Литмир - Электронная Библиотека

– Подожди, подожди, салажонок… – неуверенно заговорил наконец один из них. – Ты это… Ты точно знаешь?..

– Говорила мне мама: «Верь, Вовчик, в чудеса», – мечтательно протянул Петькин матрос с усиками. – А я не верил.

* * *

Через десять минут моряки были в полном отчаянии.

Они перепробовали буквально все. Они привязывали к ремням фляжки, они пытались дотянуться руками, они держали друг друга за ноги и свешивались по пояс в цистерну, рискуя свалиться туда и утонуть в море спирта, – все было напрасно. От крышки до темной волнующей поверхности было слишком далеко.

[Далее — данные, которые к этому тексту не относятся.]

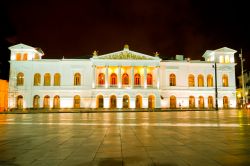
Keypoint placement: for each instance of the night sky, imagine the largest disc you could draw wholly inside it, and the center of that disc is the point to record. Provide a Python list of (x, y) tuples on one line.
[(73, 29)]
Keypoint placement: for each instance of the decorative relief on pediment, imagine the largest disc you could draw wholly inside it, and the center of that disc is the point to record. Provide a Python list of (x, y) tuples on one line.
[(125, 55)]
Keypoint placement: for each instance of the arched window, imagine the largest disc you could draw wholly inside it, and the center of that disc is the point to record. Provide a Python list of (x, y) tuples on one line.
[(99, 101), (47, 79), (222, 59), (19, 102), (172, 80), (46, 102), (56, 102), (191, 102), (37, 79), (113, 79), (225, 80), (77, 79), (210, 102), (200, 80), (138, 101), (191, 80), (77, 101), (113, 101), (209, 80), (125, 79), (172, 102), (18, 56), (20, 79), (227, 59), (25, 56), (125, 101), (57, 79), (201, 102), (36, 101), (151, 101), (101, 79), (137, 80), (225, 102)]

Кто-то злой и жестокий, видимо, специально не опломбировал люк, но зато залил цистерну ровно наполовину, чтобы поиздеваться над наивными моряками, которые минуту назад были готовы поверить в чудо.

В качестве последнего средства кто-то предложил по очереди хотя бы подышать.

– Минуту висишь, пока тебя держат, и дышишь. Только носом старайся. Так сильней заберет.

– По минуте все не успеем, – тут же возразили ему. – Поезд тронется скоро. Не один, так другой.

– Ну, по полминуты.

И тут осенило Вовчика. Он зашипел, крутнулся на месте, скинул с себя бушлат и начал остервенело стягивать узкую, как змеиная шкура, тельняшку.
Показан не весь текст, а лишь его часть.